#4 Quick Update

Check out today's Small Wars Journal. http://smallwarsjournal.com/ On the SWJ Round-up portion is the following quote:

"We Americans are spouting 'COIN doctrinal precepts' as if they were truth. They are not. Every war is different. Mao didn't know it all nor did Galula - or John Boyd. McChrystal's supposed to be a smart guy; so is Petreaus. Hopefully as both of them gain more Afghan experience they'll discover that they cannot just shift their Iraq experience and continue the march. Afghanistan is whole different mess and the people and the terrain are very different. Then maybe all the talking heads and unthinking tanks will get on board and realize the same thing. Smart people do a lot of dumb stuff because of the herd effect."--
Ken White, Small Wars Council

This is precisely what the I'm trying to get at. The US military, due to size, money, technology etc has become a monolithic machine dominated by the herd mentality and group think. The NCO Corps has fallen woefully behind in leader development and is stuck hiding behind empty words like discipline and standards because the idea of developing creative, adaptive, competent small unit leaders who understand T/P/I and are trusted by the organization to work towards it is too hard. The union that has become the NCO Corps is in my opinion dangerously close to becoming exactly like any large union (UAW comes to mind). What began as a way to ensure a professional quality non-commissioned officer has become so systematic and programmatic that it is perilously close to becoming obsolete. Just like the UAW priced itself and 2 of the 3 major auto manufacturers into bankruptcy. We need to start carving away the excess junk that has become the part and parcel of the NCO Corp (ridiculous arguments about road guard vests, bloused boots, and the friggin' black beret, new guns etc!) and start treating and training our young NCOs for the real challenges they face. Because sure as shit after this war is finally over, the NCO Corp will spend a decade telling itself how great it was...and become more and more irrelevant each day. Why, because as the man said, "Every war is different."

1 comment:

  1. Check out this story http://www.csmonitor.com/2009/0803/p09s07-wogn.html. You will have to copy and paste the URL.

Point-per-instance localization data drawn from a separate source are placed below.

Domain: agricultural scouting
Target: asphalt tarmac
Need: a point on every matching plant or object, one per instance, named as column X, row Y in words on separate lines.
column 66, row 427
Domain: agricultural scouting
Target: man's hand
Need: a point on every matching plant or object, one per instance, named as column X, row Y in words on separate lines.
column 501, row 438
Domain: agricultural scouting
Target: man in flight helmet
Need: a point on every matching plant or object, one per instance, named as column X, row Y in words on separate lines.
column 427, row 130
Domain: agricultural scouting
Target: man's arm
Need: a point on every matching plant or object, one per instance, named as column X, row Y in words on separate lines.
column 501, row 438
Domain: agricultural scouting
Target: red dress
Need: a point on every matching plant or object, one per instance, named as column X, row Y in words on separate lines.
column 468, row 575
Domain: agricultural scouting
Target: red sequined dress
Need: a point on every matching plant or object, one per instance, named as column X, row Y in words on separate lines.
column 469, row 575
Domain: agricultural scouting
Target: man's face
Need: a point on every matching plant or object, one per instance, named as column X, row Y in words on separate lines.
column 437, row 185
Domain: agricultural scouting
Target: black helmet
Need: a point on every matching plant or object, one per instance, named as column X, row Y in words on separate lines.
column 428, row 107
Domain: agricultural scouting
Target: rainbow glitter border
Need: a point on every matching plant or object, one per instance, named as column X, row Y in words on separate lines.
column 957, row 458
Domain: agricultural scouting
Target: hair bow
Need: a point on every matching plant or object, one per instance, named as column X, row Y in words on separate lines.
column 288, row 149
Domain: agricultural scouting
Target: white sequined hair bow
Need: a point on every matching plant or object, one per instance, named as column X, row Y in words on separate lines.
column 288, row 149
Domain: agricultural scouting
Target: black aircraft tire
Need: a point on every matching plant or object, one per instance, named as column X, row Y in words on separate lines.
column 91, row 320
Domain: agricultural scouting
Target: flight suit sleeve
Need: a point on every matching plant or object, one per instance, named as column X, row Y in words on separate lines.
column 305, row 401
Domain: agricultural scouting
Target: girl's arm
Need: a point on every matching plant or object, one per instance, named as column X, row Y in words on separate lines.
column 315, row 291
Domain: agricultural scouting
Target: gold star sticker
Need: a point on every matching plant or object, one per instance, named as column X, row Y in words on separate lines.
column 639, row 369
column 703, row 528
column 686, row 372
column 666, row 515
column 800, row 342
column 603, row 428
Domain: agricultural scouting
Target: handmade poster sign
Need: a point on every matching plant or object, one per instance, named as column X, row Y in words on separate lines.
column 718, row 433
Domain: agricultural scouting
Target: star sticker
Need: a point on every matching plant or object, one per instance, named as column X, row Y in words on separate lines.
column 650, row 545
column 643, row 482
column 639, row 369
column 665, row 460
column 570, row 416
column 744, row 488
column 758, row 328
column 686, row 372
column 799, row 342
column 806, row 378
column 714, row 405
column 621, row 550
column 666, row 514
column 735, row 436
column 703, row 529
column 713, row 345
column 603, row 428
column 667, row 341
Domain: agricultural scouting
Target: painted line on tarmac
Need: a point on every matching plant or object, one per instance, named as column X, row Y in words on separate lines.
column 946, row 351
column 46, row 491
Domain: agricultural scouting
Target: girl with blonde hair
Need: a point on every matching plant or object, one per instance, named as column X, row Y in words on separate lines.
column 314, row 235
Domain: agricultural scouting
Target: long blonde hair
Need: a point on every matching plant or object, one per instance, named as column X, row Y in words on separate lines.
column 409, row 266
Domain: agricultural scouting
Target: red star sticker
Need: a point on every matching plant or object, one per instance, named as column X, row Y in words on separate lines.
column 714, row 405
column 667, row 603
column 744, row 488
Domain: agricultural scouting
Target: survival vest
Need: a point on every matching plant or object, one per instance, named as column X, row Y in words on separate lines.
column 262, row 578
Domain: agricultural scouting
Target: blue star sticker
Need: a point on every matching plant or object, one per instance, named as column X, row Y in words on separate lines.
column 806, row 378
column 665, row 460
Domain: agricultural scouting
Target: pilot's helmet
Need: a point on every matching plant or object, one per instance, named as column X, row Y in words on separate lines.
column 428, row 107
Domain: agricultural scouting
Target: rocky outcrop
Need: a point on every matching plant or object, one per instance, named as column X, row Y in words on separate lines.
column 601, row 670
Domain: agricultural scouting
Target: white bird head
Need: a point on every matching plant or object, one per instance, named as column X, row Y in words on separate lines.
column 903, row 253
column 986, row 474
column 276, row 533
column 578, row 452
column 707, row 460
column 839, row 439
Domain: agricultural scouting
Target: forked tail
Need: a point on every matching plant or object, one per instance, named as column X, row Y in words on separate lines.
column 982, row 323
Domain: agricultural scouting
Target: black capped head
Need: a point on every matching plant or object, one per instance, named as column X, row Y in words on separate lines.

    Interesting quote here:
    We've developed a generation that has ... gained invaluable experience fighting a counterinsurgency, so 10 years from now, if that's where we're at, these young men and women that have served here will be able to go back [to] that experience," says Anderson. "They'll create that culture of out-of-the-box thinking, which is what's needed to be successful rather than the old cookie-cutter solutions."

    But ironically, trying to develop a curriculum that teaches the kind of creativity required in a counterinsurgency only succeeds in creating a new doctrine just as rigid as those from the cold war, says James Carafano, a retired US Army lieutenant colonel and former West Point professor.

    "[Secretary of Defense Robert Gates] is going to institutionalize what he thinks is creativity and innovation and actually what he's going to be doing is killing creativity and innovation," says Mr. Carafano, currently a senior fellow at the Heritage Foundation, a conservative think tank. "He's focusing on, 'I need people who can really understand counterinsurgency' ... [when] you need people who can be adaptive and creative and can be critical thinkers and decisionmakers."